This chapter is framed theoretically within generative grammar, dating back to the early works of Noam Chomsky (see Chomsky 1957, 1965 and later works). Since the first version of generative grammar in the 1950s, the theory has developed and been known as Transformational Grammar, Government and Binding Theory, the Principles and Parameters approach, Minimalism etc. As the proposal is not framed within any specific branch of the theory, the generic term Generative Grammar will be used throughout the chapter. The theory presented here is a simplified and slightly adapted version which aims to capture core aspects of generative grammar of relevance to language teaching and learning.

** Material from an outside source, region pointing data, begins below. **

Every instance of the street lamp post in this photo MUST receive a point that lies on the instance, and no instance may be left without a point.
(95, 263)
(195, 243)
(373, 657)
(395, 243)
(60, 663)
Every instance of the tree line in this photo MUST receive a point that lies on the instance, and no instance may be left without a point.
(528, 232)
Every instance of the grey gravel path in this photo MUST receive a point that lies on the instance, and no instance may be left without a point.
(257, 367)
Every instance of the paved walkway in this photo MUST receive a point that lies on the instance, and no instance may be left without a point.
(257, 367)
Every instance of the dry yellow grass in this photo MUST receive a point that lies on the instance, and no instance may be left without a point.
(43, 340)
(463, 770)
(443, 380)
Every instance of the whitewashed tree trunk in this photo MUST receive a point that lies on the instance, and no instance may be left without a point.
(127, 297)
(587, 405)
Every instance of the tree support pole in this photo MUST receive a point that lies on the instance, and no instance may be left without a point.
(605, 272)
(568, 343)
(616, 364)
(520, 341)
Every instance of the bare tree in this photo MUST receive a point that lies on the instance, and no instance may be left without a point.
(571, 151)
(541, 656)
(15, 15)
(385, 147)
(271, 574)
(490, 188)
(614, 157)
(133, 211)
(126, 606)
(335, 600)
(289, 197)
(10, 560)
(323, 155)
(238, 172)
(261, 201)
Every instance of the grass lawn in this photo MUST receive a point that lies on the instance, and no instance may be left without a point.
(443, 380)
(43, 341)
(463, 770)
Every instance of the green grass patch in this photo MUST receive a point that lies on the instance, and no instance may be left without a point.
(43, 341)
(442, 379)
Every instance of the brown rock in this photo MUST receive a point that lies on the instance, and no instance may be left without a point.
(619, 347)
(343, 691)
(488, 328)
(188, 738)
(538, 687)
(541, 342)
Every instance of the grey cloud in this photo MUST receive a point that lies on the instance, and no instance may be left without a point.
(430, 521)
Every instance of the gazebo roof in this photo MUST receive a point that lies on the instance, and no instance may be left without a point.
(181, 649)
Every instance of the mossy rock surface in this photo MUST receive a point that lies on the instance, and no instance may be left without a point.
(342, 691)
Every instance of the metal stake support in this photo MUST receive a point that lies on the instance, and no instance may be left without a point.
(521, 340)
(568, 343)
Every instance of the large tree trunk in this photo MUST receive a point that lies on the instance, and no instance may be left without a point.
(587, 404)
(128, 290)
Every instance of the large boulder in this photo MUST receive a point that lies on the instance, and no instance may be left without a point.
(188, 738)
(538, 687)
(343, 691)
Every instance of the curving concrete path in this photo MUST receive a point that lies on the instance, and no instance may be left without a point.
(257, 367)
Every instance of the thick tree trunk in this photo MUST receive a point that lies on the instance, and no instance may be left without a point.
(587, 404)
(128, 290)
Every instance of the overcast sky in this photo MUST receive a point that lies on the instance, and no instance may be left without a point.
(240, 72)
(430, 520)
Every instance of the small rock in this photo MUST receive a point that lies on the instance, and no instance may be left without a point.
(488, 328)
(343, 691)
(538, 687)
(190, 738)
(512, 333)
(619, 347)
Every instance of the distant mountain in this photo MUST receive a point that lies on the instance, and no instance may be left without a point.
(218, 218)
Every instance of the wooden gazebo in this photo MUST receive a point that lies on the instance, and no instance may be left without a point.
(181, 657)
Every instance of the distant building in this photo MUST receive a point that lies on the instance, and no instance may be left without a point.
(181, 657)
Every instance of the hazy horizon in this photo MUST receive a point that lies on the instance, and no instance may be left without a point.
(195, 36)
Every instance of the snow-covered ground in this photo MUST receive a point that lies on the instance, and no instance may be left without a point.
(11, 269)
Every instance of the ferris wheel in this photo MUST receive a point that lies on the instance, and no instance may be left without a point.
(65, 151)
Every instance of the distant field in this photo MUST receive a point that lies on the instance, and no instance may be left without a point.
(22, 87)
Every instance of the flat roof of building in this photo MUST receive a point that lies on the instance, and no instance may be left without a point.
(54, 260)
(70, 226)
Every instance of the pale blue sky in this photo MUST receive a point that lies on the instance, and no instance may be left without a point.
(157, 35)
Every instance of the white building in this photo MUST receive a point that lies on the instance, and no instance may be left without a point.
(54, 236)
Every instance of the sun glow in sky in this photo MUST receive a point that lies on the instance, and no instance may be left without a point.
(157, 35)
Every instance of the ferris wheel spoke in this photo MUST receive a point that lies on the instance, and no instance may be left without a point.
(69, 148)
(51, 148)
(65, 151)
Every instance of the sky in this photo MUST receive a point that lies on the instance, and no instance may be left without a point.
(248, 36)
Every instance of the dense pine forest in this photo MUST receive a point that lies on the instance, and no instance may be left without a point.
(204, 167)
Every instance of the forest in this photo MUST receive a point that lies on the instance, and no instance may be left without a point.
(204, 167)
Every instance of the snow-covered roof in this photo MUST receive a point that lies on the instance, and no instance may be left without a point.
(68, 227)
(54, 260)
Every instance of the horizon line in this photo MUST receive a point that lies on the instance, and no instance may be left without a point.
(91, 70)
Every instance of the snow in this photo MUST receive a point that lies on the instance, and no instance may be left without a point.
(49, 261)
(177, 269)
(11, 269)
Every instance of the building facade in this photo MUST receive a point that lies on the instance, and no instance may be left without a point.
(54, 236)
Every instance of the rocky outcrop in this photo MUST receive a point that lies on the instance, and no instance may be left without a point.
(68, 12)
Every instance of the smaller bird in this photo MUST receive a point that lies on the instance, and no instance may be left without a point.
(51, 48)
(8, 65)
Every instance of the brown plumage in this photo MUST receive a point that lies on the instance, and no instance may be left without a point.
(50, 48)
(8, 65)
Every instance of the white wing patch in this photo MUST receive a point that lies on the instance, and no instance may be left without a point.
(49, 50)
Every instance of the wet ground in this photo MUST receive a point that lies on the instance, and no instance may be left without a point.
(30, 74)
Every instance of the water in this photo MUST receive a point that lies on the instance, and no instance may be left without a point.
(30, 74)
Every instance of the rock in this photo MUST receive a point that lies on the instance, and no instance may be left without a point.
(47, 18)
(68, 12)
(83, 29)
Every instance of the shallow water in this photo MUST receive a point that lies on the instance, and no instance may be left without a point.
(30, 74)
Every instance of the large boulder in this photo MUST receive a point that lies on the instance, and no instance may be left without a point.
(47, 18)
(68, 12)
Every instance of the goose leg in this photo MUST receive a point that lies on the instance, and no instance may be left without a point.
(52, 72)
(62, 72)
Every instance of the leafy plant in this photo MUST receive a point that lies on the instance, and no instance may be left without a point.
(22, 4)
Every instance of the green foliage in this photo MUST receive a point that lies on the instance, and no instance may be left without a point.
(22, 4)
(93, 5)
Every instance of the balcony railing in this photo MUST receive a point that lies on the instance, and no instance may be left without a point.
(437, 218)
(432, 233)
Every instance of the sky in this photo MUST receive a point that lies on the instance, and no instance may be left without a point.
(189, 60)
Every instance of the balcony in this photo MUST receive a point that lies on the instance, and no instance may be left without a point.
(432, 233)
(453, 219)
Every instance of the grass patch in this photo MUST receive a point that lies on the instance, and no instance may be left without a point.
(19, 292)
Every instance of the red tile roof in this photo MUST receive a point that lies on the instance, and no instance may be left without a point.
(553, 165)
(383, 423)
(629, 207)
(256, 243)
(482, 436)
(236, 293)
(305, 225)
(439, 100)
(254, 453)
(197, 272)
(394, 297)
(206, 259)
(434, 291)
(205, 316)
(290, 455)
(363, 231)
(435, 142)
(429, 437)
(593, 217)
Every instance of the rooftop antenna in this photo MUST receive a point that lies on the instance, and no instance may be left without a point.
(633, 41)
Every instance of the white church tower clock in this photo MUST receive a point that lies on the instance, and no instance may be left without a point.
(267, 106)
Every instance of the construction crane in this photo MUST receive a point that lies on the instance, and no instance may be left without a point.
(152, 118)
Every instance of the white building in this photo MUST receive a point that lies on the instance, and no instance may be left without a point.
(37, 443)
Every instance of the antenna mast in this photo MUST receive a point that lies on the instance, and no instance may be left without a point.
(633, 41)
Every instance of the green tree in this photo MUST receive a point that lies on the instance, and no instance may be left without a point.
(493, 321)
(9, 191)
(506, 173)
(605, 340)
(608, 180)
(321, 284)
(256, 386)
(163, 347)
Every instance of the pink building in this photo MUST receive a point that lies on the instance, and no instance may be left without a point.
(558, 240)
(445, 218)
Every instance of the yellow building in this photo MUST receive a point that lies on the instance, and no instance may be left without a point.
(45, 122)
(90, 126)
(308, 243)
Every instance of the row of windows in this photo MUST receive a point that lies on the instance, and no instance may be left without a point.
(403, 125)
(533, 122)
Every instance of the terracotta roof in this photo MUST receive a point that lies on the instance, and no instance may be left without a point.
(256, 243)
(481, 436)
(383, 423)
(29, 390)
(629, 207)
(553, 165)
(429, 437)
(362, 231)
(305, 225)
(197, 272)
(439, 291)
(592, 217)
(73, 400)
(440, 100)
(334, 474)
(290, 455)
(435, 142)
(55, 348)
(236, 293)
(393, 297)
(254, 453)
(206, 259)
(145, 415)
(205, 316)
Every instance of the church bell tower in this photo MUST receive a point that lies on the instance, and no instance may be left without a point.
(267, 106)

For more elaborate descriptions of generative grammar, the reader is referred to Haegeman (1994) for an introduction to Government and Binding Theory, Carnie (2013) for an introduction to the Principles and Parameters approach, and Radford (2004) for an introduction to Minimalism.

An important concept in Generative Grammar that is central to this chapter is (un)grammaticality. (Un)Grammaticality refers to the well-formedness of a sentence, that is whether a sentence is constructed according to the grammatical rules of a language. An English sentence that follows the grammatical rules of English is categorized as grammatical, whereas a sentence that violates the grammatical rules is categorized as ungrammatical. For example, the sentences in (1) are well-formed; they follow the grammatical rules of English and are thus grammatical. By contrast, the sentences in (2) are ill-formed; they are not constructed according to the grammatical rules of English and are thus ungrammatical. In linguistics, an asterisk (*) is used to indicate that a sentence is ungrammatical.

  • (1)

    a. Elena bought milk.

    • b.

      The children sleep quietly in their beds.

    • c.

      Do the children sleep quietly in their beds?

  • (2)

    a. *Elena bought. / *Bought milk.

    • b.

      *The children sleeps quietly in their beds.

    • c.

      *Sleep the children quietly in their beds?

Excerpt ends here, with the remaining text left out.